Selective serotonin reuptake inhibitors, SSRIs.
Now, I'm sure you're very familiar with the clinical features of depression.
We've listed those for you here just to kind of remind you
but they need to be present at most of the day, nearly every day for at least 2 weeks
for a clinical diagnosis of depression.
Now, we can treat it through a variety of symptoms.
We're focusing on pharmacotherapy but you can also use psychotherapy,
particularly cognitive brain therapy, electroconvulsive therapy,
and vagus nerve stimulation in severe cases.
But where are we focusing? Pharmacotherapy.
That's the primary therapy that we'll be addressing for this pharmacology review.
Now, some classic known risks are that we want you to keep in mind
that the suicide risk with antidepressants may increase early in the treatment.
So you'll known as a nurse, to keep them safe, they need an extra close observation
as you're just starting a treatment plan to make sure that they're safe.
So patients should be observed closely for suicidality, thoughts about suicide,
worsening mood, or any unusual changes in behavior.
They try to give the smallest amount of medication that is still effective but keeping in mind,
as the patient is receiving that medication initially, there are at increased risk for suicide.
Now, SSRIs increase the amount of serotonin that's circulating in the synapses in the brain
because it stops the reuptake of serotonin right at the neuron.
Examples of names are on your screen.
Again, you've got the trade name and the generic name
but make sure you're familiar with the generic names.
Now, we use it to treat depression.
We already knew that because these are antidepressants but it also has other benefits.
It can help with OCD, social anxiety disorder, post-traumatic stress syndrome, and panic disorder.
It can help with eating disorders and some other special types of depression
like premenstrual dysphoric disorder.
This type of depression is uniquely timed with the menstrual cycle.
And lastly, enuresis. I wouldn't memorize that.
Really, what I would be thinking about with SSRIs are depression and OCD.
The other ones are interesting to know but I would really focus most on depression and OCD.
SSRIs used for depression take a little while for the patient to actually feel the full effect.

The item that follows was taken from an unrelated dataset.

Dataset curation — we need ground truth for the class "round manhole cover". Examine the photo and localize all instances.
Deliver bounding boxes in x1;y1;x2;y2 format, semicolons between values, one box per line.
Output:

10 days to 21 days may take for each patient to feel the effect.
Now, when you wean the meds, you don't wanna just stop them abruptly
so you wanna make sure your patient understands that it's important that they work
with the health care provider if they're gonna stop taking a medication
so they know exactly how to wean it safely.

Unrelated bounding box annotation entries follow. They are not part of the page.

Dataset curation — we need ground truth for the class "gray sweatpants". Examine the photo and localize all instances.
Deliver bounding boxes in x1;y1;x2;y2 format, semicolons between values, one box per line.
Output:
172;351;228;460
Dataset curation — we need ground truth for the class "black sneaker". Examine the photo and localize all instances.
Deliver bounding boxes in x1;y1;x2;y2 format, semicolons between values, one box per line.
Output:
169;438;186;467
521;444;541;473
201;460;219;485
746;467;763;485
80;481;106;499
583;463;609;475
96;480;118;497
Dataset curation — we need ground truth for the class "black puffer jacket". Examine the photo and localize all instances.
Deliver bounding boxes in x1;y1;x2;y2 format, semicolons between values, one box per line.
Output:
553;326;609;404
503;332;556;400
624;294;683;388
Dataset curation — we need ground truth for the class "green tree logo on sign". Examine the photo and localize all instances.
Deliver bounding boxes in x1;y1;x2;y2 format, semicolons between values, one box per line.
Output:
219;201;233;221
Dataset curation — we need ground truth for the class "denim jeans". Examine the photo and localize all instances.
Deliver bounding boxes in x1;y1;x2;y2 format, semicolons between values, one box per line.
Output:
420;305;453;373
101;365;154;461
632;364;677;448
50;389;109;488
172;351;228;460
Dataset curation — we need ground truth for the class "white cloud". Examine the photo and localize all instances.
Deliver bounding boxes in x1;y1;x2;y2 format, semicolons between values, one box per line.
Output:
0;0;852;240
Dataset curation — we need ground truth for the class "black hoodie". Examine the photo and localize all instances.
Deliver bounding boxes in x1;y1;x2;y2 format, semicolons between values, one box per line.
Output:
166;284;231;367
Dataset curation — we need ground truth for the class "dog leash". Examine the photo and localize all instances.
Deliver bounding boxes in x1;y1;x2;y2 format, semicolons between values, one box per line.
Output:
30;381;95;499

The patients having some issues with cholinergic effects, you can encourage them
to take it at bedtime to deal with those.

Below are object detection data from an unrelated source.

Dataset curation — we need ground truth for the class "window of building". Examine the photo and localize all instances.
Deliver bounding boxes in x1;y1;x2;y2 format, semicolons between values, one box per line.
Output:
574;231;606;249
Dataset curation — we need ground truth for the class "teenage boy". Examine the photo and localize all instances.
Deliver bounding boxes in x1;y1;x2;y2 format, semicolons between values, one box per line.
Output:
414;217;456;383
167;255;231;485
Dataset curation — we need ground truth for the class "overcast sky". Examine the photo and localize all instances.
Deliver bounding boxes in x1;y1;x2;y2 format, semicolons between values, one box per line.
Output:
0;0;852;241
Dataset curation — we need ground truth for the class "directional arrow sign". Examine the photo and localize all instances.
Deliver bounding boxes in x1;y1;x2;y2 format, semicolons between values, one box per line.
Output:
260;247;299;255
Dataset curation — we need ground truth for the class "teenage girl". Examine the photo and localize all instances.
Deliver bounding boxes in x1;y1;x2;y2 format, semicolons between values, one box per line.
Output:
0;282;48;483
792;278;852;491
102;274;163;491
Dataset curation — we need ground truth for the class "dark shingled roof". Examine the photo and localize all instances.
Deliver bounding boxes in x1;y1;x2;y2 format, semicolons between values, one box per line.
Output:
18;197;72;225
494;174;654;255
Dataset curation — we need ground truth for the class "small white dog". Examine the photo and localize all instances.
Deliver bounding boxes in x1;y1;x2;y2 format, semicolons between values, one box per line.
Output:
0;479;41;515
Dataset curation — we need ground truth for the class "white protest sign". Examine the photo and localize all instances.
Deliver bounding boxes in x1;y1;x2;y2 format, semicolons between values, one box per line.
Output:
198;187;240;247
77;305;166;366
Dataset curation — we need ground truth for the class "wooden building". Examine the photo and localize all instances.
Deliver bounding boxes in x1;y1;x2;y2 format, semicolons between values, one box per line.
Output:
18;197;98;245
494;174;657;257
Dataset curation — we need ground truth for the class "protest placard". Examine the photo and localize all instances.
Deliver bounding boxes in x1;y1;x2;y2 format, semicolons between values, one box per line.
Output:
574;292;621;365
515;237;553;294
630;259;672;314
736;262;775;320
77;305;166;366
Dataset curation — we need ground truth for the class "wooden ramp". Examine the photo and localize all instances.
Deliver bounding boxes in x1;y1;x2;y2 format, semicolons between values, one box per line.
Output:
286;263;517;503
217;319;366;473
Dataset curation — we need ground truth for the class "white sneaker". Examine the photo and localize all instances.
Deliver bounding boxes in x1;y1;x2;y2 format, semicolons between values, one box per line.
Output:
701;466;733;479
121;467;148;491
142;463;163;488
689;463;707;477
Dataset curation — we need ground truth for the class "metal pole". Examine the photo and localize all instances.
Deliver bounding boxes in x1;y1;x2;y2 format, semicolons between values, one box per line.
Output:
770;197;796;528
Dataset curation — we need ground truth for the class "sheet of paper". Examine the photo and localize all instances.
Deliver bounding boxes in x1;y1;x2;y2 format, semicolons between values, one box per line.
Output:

It's a good idea to take it with food and if their sleep isn't disturbed,
this sometimes is the best time to take these medications.
If this SSRI's causing sleep disturbances, they're gonna have to work with the patient
on the anticholinergic effects and move that dosage to the morning.
Now, the side effects of SSRI involve insomnia for some patients.
So you would say, why would we recommend it at bedtime?
Some people don't have a problem with it but others, it's very disruptive.
So side effects, here's the possible options they might have.
Insomnia, anxiety, nervousness, headache.
A lot of these medications come with a risk for weight gain
so that's something you wanna let the patient know, be pro-active about it,
and let them know that patients often experience weight gain on these medications
so we just have to kinda program around it.
It might also upset their stomach initially
and the dry mouth that comes around with anticholinergic effects.
So putting these side effects in order from head to toe,
that's why we've kinda rearranged them to encourage your brain to look at it from a different perspective.
So insomnia, anxiety, nervousness, headache, weight gain,
nausea, GI distress, dry mouth, sexual dysfunction.
A lot of patients express some dissatisfaction with this.
That it's difficult for them to experience extreme pleasure in sexual interactions
so they have sexual dysfunctions that go along with this medication.
So that would involve you really working with the patient
and helping them know that yes, this is a possibility but we can work through that.
Now, serotonin syndrome is an autonomic instability and it can be life-threatening.
You know what you know about neuroleptic malignant syndrome,
now let's look at this risk for serotonin syndrome.
Sweating, agitated, confused, hyperreflexia, hallucinations, fever, tremor, incoordination.
See, all those listed there, they sound familiar yet a little different than neuroleptic malignant syndrome.
Definitely wanna recognize the psych meds always have the risk of antipsychotics,
neuroleptic malignant syndrome, SSRIs, serotonin syndrome.
Now, if an SSRI doesn't work, we can use other medications that are called SNRIs and NDRIs.
Serotonin-norepinephrine reuptake inhibitor or norepinephrine-dopamine reuptake inhibitors.
So we've got the names there so you can recognize them.
They have a similar effect where they block the uptake of those neurotransmitters.